Merah ranum di sisi jurang biru, matahari bersolek di danau yang hening. Menyapa kepada isi alam, lewat senandung angin di rerimbunan tanpa nyiur. Kepada cuaca pagi itu, seperti berdoa penuh pengharapan. Agar abadi keindahan sebagaimana ombak membelai pantai, dan birunya langit yang melatarbelakangi awan.

Begitu juga mimpi, serta senyum di pagi hari. Seakan tidak pernah ingin berhenti walaupun kadang kepedihan menghunjam, tetaplah tersenyum. Walau terpaksa, tetaplah melangkah mengikuti roda yang berputar di sumbu waktu dan temukan cahaya di setiap keremangan.

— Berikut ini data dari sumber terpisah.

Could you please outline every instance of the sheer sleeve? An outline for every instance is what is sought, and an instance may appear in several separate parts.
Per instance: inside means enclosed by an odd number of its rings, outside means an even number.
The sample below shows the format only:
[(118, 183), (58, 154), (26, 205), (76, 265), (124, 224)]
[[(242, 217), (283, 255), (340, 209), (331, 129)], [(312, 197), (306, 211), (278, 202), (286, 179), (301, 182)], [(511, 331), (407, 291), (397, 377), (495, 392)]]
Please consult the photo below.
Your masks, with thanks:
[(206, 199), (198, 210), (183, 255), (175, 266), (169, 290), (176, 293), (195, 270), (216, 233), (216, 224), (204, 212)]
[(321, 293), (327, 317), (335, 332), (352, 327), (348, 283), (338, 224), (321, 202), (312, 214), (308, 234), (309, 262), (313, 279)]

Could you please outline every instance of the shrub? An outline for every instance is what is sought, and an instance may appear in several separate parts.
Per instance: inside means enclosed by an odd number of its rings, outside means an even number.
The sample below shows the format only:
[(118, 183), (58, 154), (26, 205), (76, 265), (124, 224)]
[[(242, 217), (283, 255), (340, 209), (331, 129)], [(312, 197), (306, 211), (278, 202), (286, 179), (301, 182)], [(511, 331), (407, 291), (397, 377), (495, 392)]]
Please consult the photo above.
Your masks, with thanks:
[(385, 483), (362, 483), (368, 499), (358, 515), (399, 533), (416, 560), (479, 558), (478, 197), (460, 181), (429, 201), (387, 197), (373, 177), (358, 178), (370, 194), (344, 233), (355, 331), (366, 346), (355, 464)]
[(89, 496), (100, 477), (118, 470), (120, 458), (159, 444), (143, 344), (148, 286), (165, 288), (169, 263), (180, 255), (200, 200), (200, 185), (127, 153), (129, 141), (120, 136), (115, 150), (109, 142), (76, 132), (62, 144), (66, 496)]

Kesunyian hanyalah sebagian kecil dari peradaban di sebuah titik waktu. Tidak ada yang abadi, selain keabadian itu sendiri. Namun demikian mengabadikan senyum bukan berarti tanpa makna. Karenanya, perliharalah senyum dengan sehampar keindahan. Lupakan segala penderitaan yang bertumpu pada kesementaraan itu.

Tidak terasa sudah sedemikian jauh perjalanan. Ada banyak pemandangan terkenang. Walau tidak semua tersimpan, namun beberapa diantaranya menyiratkan sesuatu yang tidak ikut berkarat karena waktu. Seolah mereka ingin diungkap kembali, sebagai sebuah fragmen cinta yang tidak terlupakan, kenangan abadi.

Tidak pernah ada yang menandingi indahnya hamparan hijau itu. Walaupun sesekali harus kembali kepada lembah untuk melepas dahaga dengan taburan embun disana.